I am trying to fit a Poisson distribution to my data using statsmodels but I am confused by the results that I am getting and how to use the library.
My real data will be a series of numbers that I think that I should be able to describe as having a poisson distribution plus some outliers so eventually I would like to do a robust fit to the data.
However for testing purposes, I just create a dataset using scipy.stats.poisson
samp = scipy.stats.poisson.rvs(4,size=200)

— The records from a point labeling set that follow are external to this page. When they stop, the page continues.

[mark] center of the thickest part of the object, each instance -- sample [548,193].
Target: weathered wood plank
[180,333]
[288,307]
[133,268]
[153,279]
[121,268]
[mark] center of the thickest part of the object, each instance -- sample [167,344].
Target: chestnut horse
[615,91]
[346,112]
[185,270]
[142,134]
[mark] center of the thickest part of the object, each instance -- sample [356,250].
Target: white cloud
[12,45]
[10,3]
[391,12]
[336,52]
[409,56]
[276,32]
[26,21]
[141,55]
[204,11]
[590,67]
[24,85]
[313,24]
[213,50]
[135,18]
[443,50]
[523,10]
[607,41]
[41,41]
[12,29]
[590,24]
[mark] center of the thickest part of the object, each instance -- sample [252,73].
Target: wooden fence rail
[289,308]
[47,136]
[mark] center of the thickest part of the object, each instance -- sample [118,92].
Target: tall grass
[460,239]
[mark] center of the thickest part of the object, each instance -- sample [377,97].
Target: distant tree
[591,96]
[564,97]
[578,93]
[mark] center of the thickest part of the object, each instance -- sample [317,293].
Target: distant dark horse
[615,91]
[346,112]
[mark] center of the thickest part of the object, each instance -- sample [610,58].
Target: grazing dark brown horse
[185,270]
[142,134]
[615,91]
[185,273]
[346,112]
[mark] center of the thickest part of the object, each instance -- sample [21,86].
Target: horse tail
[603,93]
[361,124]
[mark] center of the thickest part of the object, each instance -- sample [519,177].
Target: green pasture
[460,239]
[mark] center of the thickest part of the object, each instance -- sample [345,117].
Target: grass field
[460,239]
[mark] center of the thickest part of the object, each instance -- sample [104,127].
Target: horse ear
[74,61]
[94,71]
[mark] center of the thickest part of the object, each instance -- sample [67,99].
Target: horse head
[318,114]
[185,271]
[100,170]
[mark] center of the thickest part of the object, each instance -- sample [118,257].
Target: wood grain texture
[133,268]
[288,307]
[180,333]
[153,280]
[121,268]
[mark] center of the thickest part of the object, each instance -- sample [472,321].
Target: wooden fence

So to fit this using statsmodels I think that I just need to have a constant 'endog'
res = sm.Poisson(samp,np.ones_like(samp)).fit()
print res.summary()
Poisson Regression Results
==============================================================================
Dep. Variable: y No. Observations: 200
Model: Poisson Df Residuals: 199
Method: MLE Df Model: 0
Date: Fri, 27 Jun 2014 Pseudo R-squ.: 0.000
Time: 14:28:29 Log-Likelihood: -404.37
converged: True LL-Null: -404.37
LLR p-value: nan
==============================================================================
coef std err z P>|z| [95.0% Conf. Int.]
------------------------------------------------------------------------------
const 1.3938 0.035 39.569 0.000 1.325 1.463
==============================================================================
Ok, that doesn't look right, But if I do
res.predict()
I get an array of 4.03 (which was the mean for this test sample).
So basically, firstly I very confused how to interpret this result from statsmodel and secondly I should probably being doing something completely different if I'm interested in robust parameter estimation of a distribution rather than fitting trends but how should I go about doing that?
Edit
I should really have given more detail in order to answer the second part of my question.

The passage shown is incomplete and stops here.